Imola, 30 ottobre 2016 - Tifosi sempre, visto che al cuore non si comanda, ma già nostalgici di qualche giocatore che, fino all’anno scorso, era di casa al PalaRuggi. Sono molti i fan dell’Andrea Costa a rimpiangere nomi che sotto il canestro potevano fare la differenza: solo per fare un esempio, l’americano Leonard ‘Boogie’ Washington.

Nonostante le quattro sconfitte di inizio stagione, c’è comunque chi vede il bicchiere mezzo pieno ed è pronto a sostenere la sua squadra nella partita di oggi contro il Verona. Luca Baldi, ultras, è uno di quelli che di certo farà sentire la sua voce in campo: «Siamo in netta difficoltà, ma da domani (oggi, ndr) tireremo fuori gli artigli della tigre».

TRA I TIFOSI che ieri mattina hanno ritirato, nella nostra redazione imolese di via Quarto, il biglietto omaggio della partita (a patto che mostrassero la copia del giorno del Carlino), Donato Pagnani, imolese di 31 anni: «Un pronostico?

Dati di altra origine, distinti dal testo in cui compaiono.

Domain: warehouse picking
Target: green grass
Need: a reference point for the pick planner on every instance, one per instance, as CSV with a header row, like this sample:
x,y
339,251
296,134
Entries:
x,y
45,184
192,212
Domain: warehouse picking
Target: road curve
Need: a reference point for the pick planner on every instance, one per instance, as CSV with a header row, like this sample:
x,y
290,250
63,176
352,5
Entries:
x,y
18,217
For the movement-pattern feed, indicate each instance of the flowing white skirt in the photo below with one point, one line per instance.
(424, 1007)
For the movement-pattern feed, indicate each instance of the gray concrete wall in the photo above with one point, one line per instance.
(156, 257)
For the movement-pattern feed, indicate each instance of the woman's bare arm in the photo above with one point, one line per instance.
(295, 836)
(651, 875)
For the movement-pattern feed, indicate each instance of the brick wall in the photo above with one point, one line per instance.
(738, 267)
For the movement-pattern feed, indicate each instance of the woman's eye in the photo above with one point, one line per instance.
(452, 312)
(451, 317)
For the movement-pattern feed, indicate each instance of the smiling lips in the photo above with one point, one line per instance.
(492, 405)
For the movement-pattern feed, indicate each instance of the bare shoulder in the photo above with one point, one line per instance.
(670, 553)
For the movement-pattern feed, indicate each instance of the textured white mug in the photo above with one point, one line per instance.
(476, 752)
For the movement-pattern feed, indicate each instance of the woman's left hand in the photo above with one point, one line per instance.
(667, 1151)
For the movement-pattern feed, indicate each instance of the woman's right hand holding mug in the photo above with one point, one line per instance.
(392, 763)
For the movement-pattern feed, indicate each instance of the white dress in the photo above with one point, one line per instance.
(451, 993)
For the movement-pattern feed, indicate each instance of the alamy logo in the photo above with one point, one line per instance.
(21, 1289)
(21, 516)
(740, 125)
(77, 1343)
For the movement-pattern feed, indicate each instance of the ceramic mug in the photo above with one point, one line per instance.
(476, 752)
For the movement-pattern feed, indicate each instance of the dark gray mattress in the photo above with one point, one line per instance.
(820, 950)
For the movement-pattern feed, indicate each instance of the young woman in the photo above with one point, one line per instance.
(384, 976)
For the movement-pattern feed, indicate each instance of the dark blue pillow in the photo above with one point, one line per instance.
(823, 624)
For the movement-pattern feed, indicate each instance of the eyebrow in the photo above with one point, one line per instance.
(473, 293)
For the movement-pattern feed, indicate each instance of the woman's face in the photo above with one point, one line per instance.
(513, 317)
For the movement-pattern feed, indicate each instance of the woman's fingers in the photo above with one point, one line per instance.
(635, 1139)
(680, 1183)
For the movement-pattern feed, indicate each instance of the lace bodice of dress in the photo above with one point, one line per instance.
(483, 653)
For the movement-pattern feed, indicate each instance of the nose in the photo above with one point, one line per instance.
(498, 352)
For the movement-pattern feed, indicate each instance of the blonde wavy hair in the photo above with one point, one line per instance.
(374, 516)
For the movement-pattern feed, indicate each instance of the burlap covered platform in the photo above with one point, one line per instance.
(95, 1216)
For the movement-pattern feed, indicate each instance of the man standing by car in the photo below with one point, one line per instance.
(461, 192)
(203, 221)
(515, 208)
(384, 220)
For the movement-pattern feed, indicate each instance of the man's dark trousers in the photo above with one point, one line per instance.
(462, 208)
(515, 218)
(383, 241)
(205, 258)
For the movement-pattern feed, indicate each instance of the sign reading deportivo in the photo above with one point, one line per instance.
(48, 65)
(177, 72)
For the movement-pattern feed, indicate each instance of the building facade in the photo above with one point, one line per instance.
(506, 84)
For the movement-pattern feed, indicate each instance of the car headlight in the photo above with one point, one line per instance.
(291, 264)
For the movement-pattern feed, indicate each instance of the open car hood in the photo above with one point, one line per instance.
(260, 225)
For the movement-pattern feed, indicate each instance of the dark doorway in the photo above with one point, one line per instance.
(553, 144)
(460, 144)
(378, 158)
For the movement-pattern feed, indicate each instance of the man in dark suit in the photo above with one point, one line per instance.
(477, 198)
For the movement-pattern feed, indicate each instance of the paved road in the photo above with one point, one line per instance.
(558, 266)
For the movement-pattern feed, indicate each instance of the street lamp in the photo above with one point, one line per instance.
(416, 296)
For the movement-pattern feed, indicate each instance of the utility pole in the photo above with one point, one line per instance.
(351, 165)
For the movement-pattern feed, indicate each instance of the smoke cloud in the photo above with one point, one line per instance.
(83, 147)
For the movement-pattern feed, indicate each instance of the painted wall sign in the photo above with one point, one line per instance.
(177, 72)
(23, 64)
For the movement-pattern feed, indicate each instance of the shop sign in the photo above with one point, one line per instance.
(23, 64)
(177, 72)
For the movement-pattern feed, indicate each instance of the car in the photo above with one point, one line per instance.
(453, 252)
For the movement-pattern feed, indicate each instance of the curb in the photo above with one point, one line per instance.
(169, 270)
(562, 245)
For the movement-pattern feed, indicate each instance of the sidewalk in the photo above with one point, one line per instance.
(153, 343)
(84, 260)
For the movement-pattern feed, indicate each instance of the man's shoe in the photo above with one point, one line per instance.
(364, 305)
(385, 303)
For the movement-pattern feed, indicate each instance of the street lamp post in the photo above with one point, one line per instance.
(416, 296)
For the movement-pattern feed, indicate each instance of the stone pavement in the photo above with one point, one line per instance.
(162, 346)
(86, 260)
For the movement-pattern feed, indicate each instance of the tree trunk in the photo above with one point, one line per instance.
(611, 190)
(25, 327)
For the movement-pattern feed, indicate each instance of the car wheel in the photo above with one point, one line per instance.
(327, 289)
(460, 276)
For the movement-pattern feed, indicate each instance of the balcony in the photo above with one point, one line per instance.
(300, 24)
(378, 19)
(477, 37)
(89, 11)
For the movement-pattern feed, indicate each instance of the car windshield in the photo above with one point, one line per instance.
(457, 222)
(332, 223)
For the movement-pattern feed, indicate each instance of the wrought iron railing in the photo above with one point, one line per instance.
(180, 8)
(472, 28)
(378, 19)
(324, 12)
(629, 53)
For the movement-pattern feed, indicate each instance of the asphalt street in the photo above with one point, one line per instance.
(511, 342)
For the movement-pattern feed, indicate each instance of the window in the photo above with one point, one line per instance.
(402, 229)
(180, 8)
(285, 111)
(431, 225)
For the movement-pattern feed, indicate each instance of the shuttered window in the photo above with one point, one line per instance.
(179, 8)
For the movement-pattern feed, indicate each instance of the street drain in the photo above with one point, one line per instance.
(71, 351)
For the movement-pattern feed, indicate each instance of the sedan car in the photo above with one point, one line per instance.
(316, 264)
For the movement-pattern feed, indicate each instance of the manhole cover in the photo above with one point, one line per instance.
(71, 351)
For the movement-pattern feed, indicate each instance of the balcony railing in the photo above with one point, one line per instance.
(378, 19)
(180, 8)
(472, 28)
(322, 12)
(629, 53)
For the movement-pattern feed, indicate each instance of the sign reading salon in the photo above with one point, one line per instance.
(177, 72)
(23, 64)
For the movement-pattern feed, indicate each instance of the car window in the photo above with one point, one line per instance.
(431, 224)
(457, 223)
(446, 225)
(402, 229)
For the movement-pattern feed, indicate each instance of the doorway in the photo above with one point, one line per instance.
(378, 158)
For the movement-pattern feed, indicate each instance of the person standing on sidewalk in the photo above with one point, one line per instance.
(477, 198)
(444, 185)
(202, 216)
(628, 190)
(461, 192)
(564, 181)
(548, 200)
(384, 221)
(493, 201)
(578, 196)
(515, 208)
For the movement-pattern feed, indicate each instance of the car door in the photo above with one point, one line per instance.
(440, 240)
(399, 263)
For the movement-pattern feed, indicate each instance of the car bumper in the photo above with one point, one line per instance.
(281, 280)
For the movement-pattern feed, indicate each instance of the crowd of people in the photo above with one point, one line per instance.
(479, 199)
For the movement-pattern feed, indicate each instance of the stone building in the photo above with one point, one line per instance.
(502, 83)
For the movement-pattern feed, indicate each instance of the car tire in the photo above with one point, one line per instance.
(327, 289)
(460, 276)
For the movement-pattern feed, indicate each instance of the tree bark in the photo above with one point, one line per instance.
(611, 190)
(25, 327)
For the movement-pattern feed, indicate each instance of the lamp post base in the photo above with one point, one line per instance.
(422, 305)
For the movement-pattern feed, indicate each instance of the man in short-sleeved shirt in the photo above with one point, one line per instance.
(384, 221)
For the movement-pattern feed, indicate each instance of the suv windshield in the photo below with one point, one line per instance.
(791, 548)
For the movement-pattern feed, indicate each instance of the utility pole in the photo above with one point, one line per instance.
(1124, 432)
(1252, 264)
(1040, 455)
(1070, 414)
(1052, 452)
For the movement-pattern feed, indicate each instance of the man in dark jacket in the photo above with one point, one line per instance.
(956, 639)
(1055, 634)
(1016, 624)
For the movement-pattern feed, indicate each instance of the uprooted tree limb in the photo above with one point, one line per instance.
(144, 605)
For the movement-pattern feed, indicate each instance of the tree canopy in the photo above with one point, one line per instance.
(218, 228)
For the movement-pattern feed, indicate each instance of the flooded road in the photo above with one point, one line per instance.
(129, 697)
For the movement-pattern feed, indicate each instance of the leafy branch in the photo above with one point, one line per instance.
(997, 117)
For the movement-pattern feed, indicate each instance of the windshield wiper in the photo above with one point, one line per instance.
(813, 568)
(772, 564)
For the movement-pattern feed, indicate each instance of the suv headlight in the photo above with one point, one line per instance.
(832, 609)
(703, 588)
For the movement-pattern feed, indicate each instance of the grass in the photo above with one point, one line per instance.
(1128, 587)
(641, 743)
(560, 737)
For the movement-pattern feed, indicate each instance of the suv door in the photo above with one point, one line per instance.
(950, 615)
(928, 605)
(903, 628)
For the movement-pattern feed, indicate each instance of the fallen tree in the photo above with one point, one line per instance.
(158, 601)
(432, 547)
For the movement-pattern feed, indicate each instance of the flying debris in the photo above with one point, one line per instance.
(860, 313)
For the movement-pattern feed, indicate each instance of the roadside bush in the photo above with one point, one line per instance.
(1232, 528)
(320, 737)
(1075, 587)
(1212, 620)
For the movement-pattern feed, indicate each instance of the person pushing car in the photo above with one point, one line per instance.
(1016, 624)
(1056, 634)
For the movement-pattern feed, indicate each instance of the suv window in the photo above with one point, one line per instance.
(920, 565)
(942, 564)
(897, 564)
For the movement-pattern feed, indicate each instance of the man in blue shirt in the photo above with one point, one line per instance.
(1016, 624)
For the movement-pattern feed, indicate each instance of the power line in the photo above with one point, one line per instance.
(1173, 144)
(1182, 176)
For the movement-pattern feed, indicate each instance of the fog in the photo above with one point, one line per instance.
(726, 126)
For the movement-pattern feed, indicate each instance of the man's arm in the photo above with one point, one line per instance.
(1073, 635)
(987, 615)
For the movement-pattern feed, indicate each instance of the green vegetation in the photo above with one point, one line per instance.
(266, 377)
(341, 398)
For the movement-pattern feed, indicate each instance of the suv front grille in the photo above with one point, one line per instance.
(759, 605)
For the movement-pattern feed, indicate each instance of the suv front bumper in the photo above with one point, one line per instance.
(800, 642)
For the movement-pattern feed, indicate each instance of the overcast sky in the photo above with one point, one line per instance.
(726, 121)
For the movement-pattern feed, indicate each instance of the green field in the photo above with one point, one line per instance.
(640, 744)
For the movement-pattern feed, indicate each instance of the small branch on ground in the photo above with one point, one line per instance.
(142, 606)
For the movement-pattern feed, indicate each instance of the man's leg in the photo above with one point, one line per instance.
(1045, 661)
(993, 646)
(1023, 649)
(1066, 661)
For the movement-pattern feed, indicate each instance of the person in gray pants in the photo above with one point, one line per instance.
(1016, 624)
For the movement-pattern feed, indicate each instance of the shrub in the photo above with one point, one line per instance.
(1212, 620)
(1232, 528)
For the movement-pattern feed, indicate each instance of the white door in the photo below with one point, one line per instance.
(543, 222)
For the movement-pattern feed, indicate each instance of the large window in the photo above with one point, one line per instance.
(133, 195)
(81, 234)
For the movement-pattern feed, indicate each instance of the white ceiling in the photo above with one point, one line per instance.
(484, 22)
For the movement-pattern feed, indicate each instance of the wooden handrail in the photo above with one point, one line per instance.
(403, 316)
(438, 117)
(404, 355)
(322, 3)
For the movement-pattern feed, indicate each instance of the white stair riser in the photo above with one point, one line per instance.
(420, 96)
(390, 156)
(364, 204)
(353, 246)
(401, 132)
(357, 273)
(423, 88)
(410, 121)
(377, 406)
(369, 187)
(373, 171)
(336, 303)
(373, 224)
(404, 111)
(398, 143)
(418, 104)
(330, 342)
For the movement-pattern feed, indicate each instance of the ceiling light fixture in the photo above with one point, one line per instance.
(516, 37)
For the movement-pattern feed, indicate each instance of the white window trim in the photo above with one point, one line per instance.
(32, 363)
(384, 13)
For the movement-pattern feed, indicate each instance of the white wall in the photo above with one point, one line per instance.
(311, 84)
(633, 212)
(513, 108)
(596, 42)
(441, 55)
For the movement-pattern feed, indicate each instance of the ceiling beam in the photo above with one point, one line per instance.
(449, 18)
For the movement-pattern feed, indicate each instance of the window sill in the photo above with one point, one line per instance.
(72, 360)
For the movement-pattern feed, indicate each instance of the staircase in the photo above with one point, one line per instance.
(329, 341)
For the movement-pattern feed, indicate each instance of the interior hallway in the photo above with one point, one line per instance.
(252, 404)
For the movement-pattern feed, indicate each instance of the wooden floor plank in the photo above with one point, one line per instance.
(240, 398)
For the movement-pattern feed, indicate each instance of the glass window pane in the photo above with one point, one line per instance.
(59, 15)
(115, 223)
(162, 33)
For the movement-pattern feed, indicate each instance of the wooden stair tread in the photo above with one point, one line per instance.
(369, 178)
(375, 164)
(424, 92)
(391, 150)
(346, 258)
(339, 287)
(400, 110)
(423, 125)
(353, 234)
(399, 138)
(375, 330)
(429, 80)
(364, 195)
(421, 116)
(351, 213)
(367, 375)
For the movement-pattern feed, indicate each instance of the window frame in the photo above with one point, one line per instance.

Non la vedo benissimo, ma può essere un match tiratissimo». Decisamente pessimista Edoardo Pirazzoli: «Forse possiamo vincere a briscola, ma a basket non credo – confessa -. Nonostante questo, seguo da sempre l’Andrea Costa e da cinque anni a questa parte vado sempre alle partite». Silvio Capitani, imolese di 60 anni, ritira il ticket per il nipotino: «Sul campionato speriamo di fare qualcosa, altrimenti bisognerà cambiare gli americani che mi sembrano un po’ scarsi – affonda –. Quelli buoni li abbiamo mandati via l’anno scorso». Anche Gian Paola Plata si presenta in redazione per la nipote Sara, che è a scuola. «Ma l’Andrea Costa – dice – è una passione di famiglia».

LORENZO BETTI, 39 anni, tifa Andrea Costa da più di 20. «Per me, è la squadra di Imola. Ricordo i tempi in cui era in campo Bortolon. Anni come quelli ti segnano. Ma credo che ora ci sia meno cuore rispetto al passato, forse perché la squadra è stata a Faenza per anni e questo ha fatto disinnamorare l’ambiente». Giorgio Giacometti ritira il biglietto per il 28enne Nicolò: «Mi dispiace – dice –, perché la squadra le perde tutte. Probabilmente sono stati sbagliati gli acquisti: io avrei tenuto gli americani dell’anno scorso, ma molto dipende dalle risorse economiche della società. Il mio giocatore preferito? Prato, perché si impegna molto». Idem per Pierfrancesco Giovannini, imolese di 30 anni. Predilige il neoacquisto Tassinari, invece, Gabriele Gordini. Sono molto pessimisti Paolo Venieri e Mattia Galeotti. La vede nera Silvestro Falavigna, secondo cui «questa volta non arriviamo nemmeno ai playoff». Ma, oggi, pensiamo al Verona.